Aku tertegun di tempatku berdiri, otakku masih mencerna apa yang dikatakan wanita cantik yang mengaku leluhurku tadi. Dan tiba-tiba saja sebuah cahaya menabrak wajahku yang membuat mataku menjadi silau. Sontak saja aku menutup mataku. Dan saat kubuka mata, yang pertama kulihat adalah langit-langit ruangan yang berwarna putih. Aku melirik ke kiri dan ke kanan. Ada Uci yang terlelap di sisi ranjangku dengan menelengkupkan kepalanya di atas dua tangannya yang terlipat. Aku bangun dari tempat tidur yang sudah aku tiduri dan aku baru sadar kalau ternyata aku berada di rumah sakit. Aku langsung ingat, aku jatuh pingsan. Aku memegangi kepalaku yang agak pening dan mengubah posisiku menjadi duduk.

“Om … Oh syukurlah … Om sudah sadar.” Pekik Uci.

“Kenapa om ada di sini? Siapa yang membawa om ke sini?” Tanyaku sambil memperbaiki posisi dudukku.

“Uci dan tetangga rumah, om. Uci khawatir terjadi apa-apa sama om.” Jawab Uci sembari memegang tanganku.

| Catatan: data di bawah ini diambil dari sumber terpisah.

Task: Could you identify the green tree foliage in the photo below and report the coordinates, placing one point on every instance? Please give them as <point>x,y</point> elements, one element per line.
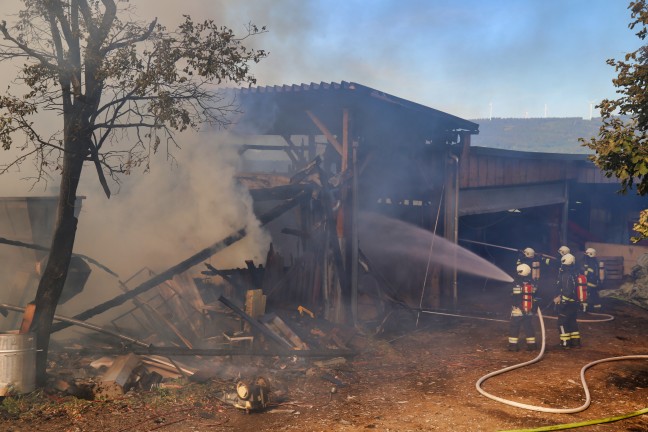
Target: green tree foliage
<point>621,149</point>
<point>120,89</point>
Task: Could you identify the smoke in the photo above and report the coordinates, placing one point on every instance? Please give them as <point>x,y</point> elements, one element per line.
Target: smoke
<point>165,216</point>
<point>403,244</point>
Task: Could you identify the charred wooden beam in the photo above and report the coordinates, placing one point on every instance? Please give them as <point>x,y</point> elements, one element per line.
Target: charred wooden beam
<point>216,352</point>
<point>255,324</point>
<point>329,136</point>
<point>282,192</point>
<point>7,307</point>
<point>295,232</point>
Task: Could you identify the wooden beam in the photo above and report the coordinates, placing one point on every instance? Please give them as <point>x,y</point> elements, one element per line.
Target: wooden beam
<point>329,136</point>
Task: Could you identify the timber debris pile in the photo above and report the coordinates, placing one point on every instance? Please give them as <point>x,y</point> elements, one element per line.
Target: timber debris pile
<point>196,324</point>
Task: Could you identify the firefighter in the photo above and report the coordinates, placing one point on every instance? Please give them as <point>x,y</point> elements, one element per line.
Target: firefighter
<point>522,306</point>
<point>566,301</point>
<point>594,272</point>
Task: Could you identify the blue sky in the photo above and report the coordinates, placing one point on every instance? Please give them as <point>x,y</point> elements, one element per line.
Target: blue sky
<point>517,58</point>
<point>471,58</point>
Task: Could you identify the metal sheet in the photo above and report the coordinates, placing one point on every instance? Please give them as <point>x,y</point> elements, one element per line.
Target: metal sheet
<point>491,200</point>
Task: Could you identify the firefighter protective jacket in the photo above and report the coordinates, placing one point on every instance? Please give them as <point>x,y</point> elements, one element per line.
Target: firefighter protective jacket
<point>567,285</point>
<point>523,297</point>
<point>591,271</point>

“Terima kasih ya Uci … Yang om ingat, om pingsan karena kepala om sakit sekali.” Kataku.

“Uci pangilkan dokter dulu ya om … Tunggu sebentar. Om jangan kemana-mana.” Suara Uci penuh kekhawatiran.

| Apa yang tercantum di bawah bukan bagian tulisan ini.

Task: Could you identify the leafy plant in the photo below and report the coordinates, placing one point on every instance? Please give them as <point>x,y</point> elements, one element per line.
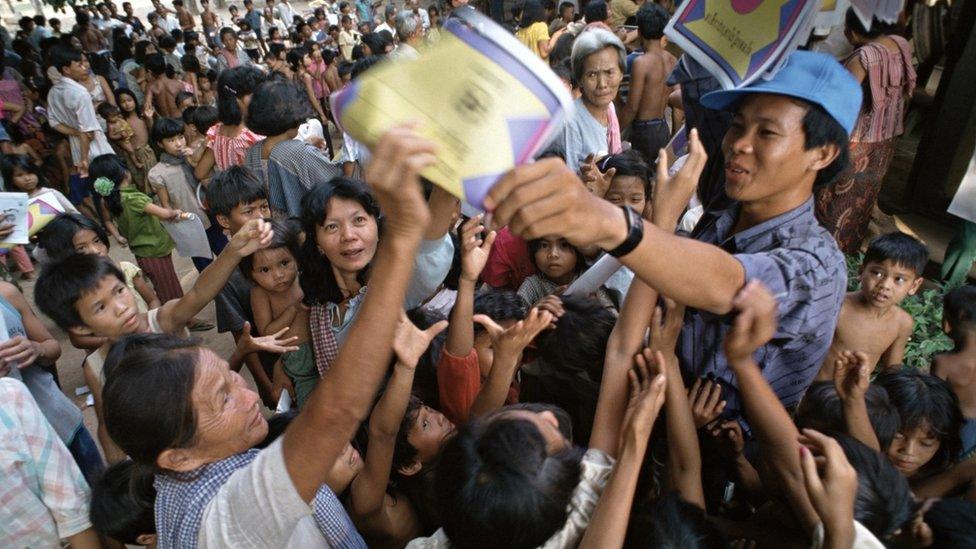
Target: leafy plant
<point>927,339</point>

Aku biarkan Uci memanggil dokter, sementara pikiranku mengelana pada mimpi yang barusan aku alami. Aku ingat betul semua perkataan wanita cantik itu. Orang yang bisa membangkitkan keberanianku bukanlah orang jauh. Dia selalu menghormatiku dan menjagaku. “Apakah dia Uci?” batinku berkata. Ya, perkiraanku orang tersebut adalah Uci. Tapi yang jelas aku harus mencari tahu.

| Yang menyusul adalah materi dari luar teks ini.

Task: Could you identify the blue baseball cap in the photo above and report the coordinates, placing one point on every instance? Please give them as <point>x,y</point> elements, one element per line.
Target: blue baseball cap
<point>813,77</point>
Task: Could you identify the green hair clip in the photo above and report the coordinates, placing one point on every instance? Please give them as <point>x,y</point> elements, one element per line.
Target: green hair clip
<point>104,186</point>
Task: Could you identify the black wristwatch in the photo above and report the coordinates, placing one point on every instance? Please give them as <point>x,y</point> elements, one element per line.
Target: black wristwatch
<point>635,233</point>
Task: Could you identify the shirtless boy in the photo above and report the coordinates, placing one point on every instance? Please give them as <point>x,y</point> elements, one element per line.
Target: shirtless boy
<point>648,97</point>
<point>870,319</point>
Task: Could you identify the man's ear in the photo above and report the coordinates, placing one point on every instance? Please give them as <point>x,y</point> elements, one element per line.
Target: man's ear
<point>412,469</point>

Tak lama, dokter pun datang dan memeriksaku. Setelah pemeriksaan dokter bilang bahwa keadaanku baik-baik saja dan tidak ada masalah apa pun. Hanya saja dokter menyarankan agar aku jangan terlalu banyak pikiran. Karena waktu masih pukul 03.35 malam menjelang subuh, aku pun memutuskan untuk menunggu hari menjadi terang. Aku isi waktu dengan ngobrol bersama Uci.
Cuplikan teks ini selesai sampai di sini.